Nevertheless, the other day I tried to read a journal article on Galician. It looked like it was written in Portuguese, and who would write in Galician anyway? I copied the whole thing into Google Translate and let it ride. I waded through the whole article, and I must say it was a disaster. I had a very hard time understanding many of the main points of the article.
Then I remembered that Translate works on Galician now, so I decided on an off chance that the guy may have written the piece in Galician for some nutty reason. I ran it through Translate using Galician as target. The article went through perfectly. You could understand the whole thing. It was then that I realized how far apart Portuguese and Galician really are.
You can try some other experiments.
Occitan is said to be nearly intelligible with Spanish or maybe even French, better if you know both. There’s no Google Translate for Occitan yet, but I had to deal with a lot of Occitan texts recently. I couldn’t make heads or tails of them despite by Romance reading background. So I tried using Translate to turn them into Spanish or French. French was a total wreck, and there was no point even bothering with that. Spanish was much better, but even that was a serious mess.
Now we come to the crux. Catalan and Occitan are said to be so close that they are nearly one language. Translate now works in Catalan. So I ran the Occitan texts through Translate using Catalan. The result was a serious mess, but you could at least understand some of what the Occitan texts were about. But no way on Earth were those the same languages.

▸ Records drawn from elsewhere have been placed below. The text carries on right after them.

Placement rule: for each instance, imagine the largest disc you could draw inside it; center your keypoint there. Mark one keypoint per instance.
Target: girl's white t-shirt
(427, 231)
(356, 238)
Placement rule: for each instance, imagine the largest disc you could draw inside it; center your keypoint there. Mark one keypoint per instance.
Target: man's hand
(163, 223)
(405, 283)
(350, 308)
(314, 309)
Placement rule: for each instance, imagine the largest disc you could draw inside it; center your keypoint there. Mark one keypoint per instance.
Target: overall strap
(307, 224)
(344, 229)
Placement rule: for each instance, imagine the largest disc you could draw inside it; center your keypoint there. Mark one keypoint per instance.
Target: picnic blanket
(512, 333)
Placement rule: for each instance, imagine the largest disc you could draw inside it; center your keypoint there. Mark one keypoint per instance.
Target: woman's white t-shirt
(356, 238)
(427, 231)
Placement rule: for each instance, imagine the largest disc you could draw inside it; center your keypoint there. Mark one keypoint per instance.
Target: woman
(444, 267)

People keep saying that if you can read Spanish, you can read Portuguese. It’s not true, but you can see why people say it. Try this. Take a Spanish text and run it through Translate using the Portuguese filter. Now take a Portuguese text and run it through Translate using the Spanish filter. See what a mess you end up with!
Despite the fact that I can read Spanish pretty well, I have tried to read texts in Aragonese, Asturian, Extremaduran, Leonese and Mirandese. These are so close that some even say that they are dialects of Spanish. But even if you read Spanish, you can’t really read any of those languages, and they are all separate languages, I assure you. Sure, you get some of it, but not enough, and it’s a very frustrating experience.

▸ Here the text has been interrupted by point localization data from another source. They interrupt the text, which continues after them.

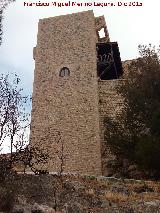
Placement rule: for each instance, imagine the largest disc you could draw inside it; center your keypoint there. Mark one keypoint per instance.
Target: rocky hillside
(77, 194)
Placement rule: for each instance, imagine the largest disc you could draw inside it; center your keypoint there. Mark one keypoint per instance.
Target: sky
(130, 26)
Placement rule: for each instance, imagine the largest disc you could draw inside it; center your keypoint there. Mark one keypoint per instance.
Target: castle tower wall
(65, 110)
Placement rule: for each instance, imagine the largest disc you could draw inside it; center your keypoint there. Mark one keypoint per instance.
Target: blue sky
(129, 26)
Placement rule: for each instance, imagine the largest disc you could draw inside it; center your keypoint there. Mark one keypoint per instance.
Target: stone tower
(65, 109)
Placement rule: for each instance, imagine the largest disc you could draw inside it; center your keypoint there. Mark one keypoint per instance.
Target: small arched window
(64, 72)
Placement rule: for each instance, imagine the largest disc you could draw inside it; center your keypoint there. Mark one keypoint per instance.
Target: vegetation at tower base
(137, 136)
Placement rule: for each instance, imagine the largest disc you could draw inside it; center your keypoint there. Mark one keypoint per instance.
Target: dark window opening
(109, 65)
(64, 72)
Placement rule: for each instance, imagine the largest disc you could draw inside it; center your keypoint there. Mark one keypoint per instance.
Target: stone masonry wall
(65, 109)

There are texts on the Net in something called Churro or Xurro. It’s a Valencian-Aragonese transitional dialect spoken around Teruel in Aragon in Spain. It also has a lot of Old Castillian and a ton of regular Castillian in it. Wikipedia will tell you it’s a Spanish dialect. Running it through both the Spanish and Catalan filters didn’t work and ended up with train wrecks. I doubt if Xurro is a dialect of either Catalan or Spanish. It’s probably a separate language.
There is another odd lect spoken in the same region called Chappurriau. It is spoken in Aguaviva in Teruel in the Franca Strip. The Catalans say these people speak Catalan, but the speakers say that their language is not Catalan. Intelligibility with Catalan is said to be good. So effectively this is a Catalan dialect.
I found some Chappurriau texts on the Net and ran them through Translate using Catalan as the output. The result was an unreadable disaster, and I couldn’t really figure out what they were saying. Then I tried the Spanish filter, and that was even worse. I am starting to think that maybe Chappurriau is a separate language as its speakers say and not a Catalan dialect after all.
I conclude that the ability to cross read across the Romance languages is much exaggerated.
Not only that, but many Romance microlanguages, transitional dialects and lects that are supposedly dialects of larger languages may actually be separate languages.